If you were to pick a random topic, such as the weather or a recent film you have seen, and you discussed it casually with a few different people, you will most likely notice that even if your conversation covers the same topic, your style will vary depending on the other person’s position (your boss or work colleague), profession (lawyer, shopkeeper), relationship to you (relative, friend, someone you have just met on a street), age (a child, an older person) or culture (national, religious etc).
We tend to speak in different ways to different people, our work colleagues, family, friends or just strangers we meet on a street or in a supermarket. Our speech adapts and changes depending on our interlocutors. We may adapt our choice of language like the vocabulary or jargon we use, or our accent, dialect or intonation. At times you may find yourself imitating someone else’s accent or use of vocabulary to get closer to them and gain sympathy, especially when working across cultures. This is the central tenet of Communication Accommodation Theory, which was developed by professor of communication Howard Giles of the University of California Santa Barbara.

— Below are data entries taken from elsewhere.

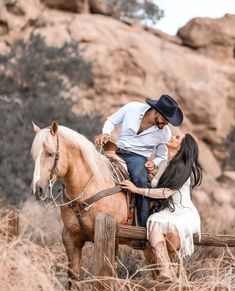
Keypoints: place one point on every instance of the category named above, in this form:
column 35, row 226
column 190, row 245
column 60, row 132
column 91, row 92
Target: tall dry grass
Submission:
column 36, row 260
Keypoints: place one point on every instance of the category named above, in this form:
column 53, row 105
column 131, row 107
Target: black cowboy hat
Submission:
column 168, row 108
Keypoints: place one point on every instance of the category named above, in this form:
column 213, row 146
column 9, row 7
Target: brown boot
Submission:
column 174, row 257
column 166, row 272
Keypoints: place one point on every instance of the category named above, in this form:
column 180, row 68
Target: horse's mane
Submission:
column 99, row 164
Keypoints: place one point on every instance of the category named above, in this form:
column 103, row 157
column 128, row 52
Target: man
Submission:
column 143, row 128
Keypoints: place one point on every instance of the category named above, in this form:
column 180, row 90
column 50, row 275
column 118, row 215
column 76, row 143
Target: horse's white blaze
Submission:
column 36, row 173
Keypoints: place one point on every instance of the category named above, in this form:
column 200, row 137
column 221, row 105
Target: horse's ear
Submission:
column 54, row 127
column 36, row 128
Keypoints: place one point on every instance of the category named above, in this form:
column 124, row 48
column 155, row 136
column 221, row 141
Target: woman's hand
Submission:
column 128, row 185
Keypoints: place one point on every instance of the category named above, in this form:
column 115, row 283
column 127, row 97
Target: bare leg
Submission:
column 73, row 247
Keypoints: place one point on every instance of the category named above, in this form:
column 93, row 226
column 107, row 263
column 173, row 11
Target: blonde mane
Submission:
column 99, row 164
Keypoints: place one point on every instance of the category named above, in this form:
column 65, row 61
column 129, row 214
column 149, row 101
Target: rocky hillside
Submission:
column 131, row 62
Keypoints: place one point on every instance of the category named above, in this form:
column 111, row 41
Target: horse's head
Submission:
column 50, row 160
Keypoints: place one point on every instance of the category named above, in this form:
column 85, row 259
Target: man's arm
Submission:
column 161, row 154
column 156, row 193
column 111, row 123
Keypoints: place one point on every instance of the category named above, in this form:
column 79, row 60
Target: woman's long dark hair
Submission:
column 185, row 164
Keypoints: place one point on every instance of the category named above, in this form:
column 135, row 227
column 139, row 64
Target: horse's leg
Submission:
column 73, row 247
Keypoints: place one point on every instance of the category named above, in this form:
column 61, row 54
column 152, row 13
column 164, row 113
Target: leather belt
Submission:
column 122, row 151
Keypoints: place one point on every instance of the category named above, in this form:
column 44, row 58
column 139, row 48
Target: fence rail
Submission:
column 107, row 235
column 207, row 239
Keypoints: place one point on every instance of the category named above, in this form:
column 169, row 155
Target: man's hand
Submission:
column 102, row 139
column 149, row 165
column 128, row 185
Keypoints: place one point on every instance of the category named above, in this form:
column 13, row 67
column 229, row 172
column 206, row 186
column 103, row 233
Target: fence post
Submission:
column 104, row 245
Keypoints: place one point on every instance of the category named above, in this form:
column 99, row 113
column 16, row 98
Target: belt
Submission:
column 122, row 151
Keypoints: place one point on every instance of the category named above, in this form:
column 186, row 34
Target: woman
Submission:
column 175, row 219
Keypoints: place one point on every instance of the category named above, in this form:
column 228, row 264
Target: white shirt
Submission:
column 129, row 118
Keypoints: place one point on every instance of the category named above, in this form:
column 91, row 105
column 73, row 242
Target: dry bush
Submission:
column 36, row 260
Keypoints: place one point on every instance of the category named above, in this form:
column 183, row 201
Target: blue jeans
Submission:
column 138, row 172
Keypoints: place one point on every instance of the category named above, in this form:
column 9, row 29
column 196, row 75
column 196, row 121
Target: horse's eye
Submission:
column 50, row 155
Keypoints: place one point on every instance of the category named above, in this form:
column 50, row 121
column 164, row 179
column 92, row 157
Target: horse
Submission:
column 60, row 152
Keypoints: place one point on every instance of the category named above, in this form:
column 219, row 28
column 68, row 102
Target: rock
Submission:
column 72, row 5
column 101, row 7
column 132, row 63
column 222, row 196
column 201, row 197
column 212, row 37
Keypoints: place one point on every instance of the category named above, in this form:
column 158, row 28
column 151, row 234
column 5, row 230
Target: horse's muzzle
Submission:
column 38, row 193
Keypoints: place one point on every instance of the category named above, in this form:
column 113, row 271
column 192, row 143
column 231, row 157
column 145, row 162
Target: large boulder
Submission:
column 132, row 63
column 213, row 37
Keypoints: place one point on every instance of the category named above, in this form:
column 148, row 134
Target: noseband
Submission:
column 50, row 179
column 53, row 199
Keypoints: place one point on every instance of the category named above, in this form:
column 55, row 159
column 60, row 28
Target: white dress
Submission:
column 185, row 219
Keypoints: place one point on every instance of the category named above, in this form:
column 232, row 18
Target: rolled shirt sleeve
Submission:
column 162, row 150
column 115, row 120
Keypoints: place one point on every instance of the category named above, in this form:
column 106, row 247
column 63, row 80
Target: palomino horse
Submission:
column 60, row 152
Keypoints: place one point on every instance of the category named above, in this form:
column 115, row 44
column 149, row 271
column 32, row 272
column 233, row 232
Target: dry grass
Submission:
column 36, row 260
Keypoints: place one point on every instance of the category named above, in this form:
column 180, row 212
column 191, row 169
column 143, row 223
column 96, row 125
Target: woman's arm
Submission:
column 156, row 193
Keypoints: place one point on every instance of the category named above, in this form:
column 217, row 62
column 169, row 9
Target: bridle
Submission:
column 52, row 203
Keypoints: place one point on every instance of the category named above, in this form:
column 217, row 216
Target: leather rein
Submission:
column 75, row 203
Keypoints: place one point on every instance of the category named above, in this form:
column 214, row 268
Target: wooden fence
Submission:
column 106, row 238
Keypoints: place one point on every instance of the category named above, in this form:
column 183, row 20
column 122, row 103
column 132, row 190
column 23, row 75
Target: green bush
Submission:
column 31, row 89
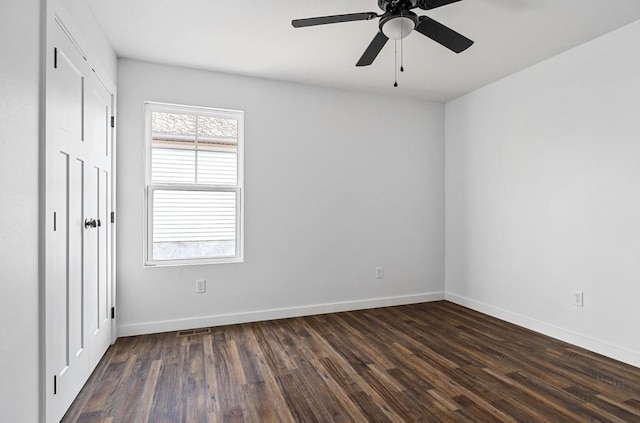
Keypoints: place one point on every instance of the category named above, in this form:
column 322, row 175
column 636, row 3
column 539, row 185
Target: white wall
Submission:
column 19, row 155
column 543, row 196
column 336, row 184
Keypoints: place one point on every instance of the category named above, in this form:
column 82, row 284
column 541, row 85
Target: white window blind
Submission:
column 194, row 190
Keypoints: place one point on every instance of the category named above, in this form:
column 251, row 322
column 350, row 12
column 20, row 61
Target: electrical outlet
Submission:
column 578, row 298
column 201, row 286
column 379, row 273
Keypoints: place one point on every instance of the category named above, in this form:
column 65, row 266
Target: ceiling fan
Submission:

Practical examples of this are when, for instance, we speak slowly when communicating across cultures so that our international counterparts can understand us, or how we use grammatically simple language with children (baby talk). In the same way, you can strategically choose to speak with a certain accent or use certain expressions in order to emphasise your membership of a group, or conversely, distance yourself from another.
The principle also covers non-verbal aspects of communication, such as posture and eye contact, which are especially important aspects of cultural awareness. For example, when two people speak one may seek eye contact while the other may wish to avoid it. In that instant, almost unconscious negotiation takes place as one has to adapt to the style of the other.

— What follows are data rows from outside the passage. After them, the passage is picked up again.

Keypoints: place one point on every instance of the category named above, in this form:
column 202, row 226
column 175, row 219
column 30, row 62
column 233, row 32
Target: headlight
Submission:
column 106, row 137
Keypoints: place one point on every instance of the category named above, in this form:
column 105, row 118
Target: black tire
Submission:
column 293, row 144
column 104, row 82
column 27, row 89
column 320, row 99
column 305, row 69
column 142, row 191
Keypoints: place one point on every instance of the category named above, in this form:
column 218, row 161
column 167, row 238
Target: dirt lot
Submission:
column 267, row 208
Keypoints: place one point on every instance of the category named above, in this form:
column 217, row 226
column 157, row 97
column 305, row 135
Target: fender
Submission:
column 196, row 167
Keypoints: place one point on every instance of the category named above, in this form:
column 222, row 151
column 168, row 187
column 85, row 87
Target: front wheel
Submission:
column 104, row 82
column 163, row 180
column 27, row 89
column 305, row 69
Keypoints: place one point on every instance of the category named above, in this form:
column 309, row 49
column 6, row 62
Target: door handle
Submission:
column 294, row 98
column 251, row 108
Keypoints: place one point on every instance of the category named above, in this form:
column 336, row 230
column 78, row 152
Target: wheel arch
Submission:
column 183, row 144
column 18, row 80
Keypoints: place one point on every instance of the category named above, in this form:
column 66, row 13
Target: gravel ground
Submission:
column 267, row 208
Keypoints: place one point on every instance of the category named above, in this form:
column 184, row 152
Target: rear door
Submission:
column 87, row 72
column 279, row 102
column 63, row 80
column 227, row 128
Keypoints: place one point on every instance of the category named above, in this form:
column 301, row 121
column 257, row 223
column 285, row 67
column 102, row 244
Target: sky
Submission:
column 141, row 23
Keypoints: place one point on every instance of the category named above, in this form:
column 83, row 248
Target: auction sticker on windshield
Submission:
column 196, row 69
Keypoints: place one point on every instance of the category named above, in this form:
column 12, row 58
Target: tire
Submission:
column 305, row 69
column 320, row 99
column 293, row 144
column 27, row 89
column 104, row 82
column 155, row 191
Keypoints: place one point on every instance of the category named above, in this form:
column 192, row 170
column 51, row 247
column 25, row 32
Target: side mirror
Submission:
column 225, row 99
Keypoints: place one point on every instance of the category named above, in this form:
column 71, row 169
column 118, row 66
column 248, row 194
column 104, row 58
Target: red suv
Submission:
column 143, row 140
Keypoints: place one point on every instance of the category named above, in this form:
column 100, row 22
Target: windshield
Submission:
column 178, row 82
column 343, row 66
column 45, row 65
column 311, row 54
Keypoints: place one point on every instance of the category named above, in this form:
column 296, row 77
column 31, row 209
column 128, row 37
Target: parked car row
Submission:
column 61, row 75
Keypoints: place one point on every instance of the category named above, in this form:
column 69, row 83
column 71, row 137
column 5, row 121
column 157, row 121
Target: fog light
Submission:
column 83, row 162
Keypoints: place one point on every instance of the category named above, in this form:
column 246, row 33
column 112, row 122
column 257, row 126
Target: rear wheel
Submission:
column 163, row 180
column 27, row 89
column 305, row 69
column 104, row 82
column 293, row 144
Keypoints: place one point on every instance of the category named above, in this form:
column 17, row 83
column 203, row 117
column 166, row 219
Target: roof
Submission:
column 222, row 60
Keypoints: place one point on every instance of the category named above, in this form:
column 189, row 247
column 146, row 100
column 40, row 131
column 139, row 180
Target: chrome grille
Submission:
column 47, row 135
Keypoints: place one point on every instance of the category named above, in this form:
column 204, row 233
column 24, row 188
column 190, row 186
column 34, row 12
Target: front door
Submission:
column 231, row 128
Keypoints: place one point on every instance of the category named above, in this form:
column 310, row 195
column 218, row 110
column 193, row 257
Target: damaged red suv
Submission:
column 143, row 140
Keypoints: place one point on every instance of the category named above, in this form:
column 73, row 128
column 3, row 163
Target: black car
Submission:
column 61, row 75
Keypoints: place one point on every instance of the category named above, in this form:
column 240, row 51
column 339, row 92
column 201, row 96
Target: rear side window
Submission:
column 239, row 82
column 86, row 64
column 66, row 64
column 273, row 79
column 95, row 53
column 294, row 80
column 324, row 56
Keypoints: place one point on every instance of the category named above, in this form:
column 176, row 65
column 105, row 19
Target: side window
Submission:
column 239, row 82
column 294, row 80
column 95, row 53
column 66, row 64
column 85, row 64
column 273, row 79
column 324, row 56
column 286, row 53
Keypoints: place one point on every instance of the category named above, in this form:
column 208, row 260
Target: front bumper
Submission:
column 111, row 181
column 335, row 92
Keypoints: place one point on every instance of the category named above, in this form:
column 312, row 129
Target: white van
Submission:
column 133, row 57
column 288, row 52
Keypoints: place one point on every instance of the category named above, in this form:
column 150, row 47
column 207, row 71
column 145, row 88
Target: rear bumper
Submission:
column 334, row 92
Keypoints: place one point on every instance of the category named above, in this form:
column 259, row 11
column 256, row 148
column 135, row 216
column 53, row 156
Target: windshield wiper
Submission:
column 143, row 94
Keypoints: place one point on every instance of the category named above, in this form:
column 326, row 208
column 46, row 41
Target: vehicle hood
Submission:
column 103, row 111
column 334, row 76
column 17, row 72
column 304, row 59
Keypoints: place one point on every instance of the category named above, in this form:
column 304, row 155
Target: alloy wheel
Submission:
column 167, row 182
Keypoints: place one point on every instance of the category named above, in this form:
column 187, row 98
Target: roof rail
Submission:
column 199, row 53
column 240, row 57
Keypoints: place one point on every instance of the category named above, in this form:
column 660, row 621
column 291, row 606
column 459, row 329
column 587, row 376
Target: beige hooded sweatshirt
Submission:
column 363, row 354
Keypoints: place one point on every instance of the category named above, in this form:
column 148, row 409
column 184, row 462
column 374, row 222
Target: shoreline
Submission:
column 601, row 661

Most of these verbal and non-verbal adjustments are psychologically motivated and common among all people around the world. What differs is how we accommodate our language and behaviour to communicate with others across cultures more effectively and gain their appreciation, trust or acceptance.
Adapting to another person can come naturally and often imperceptibly in a mono-cultural environment, but if the interaction spans different cultures a certain degree of uncertainty comes into play, as the parties involved will very likely have different expectations of how communication should unfold. Cultural awareness training can help reduce this element of uncertainty and ensure you have the right level of cross cultural skills to communicate effectively across cultures.

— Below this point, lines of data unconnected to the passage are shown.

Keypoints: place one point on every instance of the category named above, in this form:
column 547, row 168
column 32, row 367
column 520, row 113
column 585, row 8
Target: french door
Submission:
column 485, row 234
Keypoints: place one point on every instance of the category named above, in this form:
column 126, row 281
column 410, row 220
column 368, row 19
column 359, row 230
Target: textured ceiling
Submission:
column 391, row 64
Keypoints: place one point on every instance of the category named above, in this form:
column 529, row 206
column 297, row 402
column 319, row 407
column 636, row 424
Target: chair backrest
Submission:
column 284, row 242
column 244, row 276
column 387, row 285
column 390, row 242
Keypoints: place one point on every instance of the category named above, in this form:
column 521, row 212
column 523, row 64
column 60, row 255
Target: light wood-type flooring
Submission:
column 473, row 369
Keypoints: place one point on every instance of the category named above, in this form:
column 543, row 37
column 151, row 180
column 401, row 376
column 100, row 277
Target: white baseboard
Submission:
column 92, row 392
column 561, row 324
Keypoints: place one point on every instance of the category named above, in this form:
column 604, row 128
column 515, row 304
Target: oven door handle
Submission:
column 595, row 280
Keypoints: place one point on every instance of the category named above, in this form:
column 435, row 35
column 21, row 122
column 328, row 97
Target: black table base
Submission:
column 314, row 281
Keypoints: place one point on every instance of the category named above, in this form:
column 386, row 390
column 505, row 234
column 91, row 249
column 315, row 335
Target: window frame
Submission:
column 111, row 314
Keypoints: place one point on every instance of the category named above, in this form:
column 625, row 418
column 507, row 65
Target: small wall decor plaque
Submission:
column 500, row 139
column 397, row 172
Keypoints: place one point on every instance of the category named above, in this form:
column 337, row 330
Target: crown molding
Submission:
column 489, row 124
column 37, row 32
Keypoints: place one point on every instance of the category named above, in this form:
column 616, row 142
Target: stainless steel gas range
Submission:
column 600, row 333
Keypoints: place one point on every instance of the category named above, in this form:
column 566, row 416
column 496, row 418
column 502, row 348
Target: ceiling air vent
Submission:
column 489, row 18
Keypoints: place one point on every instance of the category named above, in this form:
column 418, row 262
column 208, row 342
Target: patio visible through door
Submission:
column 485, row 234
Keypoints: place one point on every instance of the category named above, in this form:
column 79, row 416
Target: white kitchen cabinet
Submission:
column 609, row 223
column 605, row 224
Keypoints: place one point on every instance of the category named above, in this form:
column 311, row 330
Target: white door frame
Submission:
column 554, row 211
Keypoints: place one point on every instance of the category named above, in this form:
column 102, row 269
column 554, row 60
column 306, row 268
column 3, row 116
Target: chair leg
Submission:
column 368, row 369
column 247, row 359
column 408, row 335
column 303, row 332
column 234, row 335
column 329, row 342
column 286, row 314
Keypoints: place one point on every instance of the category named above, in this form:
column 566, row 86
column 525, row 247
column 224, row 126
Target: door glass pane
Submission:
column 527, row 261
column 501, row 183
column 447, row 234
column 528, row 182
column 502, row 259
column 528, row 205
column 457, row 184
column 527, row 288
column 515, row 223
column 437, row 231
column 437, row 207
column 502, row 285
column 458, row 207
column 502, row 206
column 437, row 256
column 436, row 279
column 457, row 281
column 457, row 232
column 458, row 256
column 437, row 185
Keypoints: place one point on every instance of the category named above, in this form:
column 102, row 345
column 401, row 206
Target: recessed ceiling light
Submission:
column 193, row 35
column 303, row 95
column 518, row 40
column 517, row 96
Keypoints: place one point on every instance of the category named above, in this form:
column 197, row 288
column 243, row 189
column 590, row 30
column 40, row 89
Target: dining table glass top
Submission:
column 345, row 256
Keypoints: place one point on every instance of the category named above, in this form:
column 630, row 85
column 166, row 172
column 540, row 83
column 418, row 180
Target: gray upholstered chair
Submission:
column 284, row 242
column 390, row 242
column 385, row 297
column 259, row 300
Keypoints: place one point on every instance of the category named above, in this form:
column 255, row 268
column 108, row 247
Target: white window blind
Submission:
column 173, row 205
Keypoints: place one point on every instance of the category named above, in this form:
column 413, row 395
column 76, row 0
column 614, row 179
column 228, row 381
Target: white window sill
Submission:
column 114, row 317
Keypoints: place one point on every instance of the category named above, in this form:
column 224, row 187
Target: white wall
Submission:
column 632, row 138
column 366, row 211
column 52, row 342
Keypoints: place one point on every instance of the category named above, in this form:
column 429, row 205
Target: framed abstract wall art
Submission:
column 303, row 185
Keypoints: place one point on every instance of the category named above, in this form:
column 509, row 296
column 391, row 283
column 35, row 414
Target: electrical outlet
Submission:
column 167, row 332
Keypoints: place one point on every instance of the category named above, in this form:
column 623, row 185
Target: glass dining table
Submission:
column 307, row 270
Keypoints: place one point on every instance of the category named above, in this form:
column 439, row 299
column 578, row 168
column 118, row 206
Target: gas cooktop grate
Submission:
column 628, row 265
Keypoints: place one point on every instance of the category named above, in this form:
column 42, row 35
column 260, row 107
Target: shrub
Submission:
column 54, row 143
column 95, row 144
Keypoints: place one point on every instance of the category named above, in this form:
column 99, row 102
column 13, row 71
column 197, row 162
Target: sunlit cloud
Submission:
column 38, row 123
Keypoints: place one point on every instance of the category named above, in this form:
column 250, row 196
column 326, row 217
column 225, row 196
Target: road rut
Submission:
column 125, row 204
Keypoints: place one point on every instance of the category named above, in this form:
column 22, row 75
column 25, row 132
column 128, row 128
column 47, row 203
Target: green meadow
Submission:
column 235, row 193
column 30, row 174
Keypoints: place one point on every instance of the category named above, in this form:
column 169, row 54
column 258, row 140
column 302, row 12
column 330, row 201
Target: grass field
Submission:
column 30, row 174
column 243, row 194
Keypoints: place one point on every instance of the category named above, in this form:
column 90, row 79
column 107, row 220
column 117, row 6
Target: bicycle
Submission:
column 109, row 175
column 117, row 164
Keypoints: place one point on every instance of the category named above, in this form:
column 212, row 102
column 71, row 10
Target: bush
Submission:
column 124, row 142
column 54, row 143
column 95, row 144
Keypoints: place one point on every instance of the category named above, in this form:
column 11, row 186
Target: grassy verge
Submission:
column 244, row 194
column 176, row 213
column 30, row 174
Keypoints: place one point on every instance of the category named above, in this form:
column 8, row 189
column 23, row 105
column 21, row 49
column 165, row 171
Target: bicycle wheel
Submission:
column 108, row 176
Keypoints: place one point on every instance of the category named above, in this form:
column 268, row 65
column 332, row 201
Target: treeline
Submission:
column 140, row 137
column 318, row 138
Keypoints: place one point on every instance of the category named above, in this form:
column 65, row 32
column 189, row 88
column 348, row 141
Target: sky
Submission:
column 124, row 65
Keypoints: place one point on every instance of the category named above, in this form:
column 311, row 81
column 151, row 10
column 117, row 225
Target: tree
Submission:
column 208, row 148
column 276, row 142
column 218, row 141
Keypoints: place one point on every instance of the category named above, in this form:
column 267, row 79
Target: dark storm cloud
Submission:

Understanding varying levels of eye contact is just one example of this theory in action. Broadly speaking, western individuals associate a lack of eye contact with insecurity and even untrustworthiness at times. When a German manager meets a new member of his team, he will look him straight in the eye, accommodation assures his gaze in turn will be met. All of his German counterparts know this shows both mutual respect and that the new team member is confident and ready to meet the challenges of the new assignment.
Things are different when doing business in Japan, where respect for your superiors should be shown by not meeting their gaze. Accommodation means that a Japanese junior member of staff will not look his boss in the eye when he or she talks to him, and know that by doing this all expectations are met.
What happens when business relations bring the German junior team member into contact with the Japanese manager? Who, if at all, will accommodate their communication style when doing business with the other? What are the consequences of this not happening?
One way to eliminate any uncertainty that arises from this scenario is through cultural awareness training. By providing insight into your own culture and communication style, as well as those of the host country you are doing business in, it is possible to develop a level of cross cultural awareness that will help you to make the necessary cultural adjustments that come so naturally when communicating with someone from your own culture.
Confidence, awareness of what to expect and skills to react appropriately, all developed through cultural awareness training, can eliminate at least part of the uncertainty inherent in international business relations and lead to more economic success.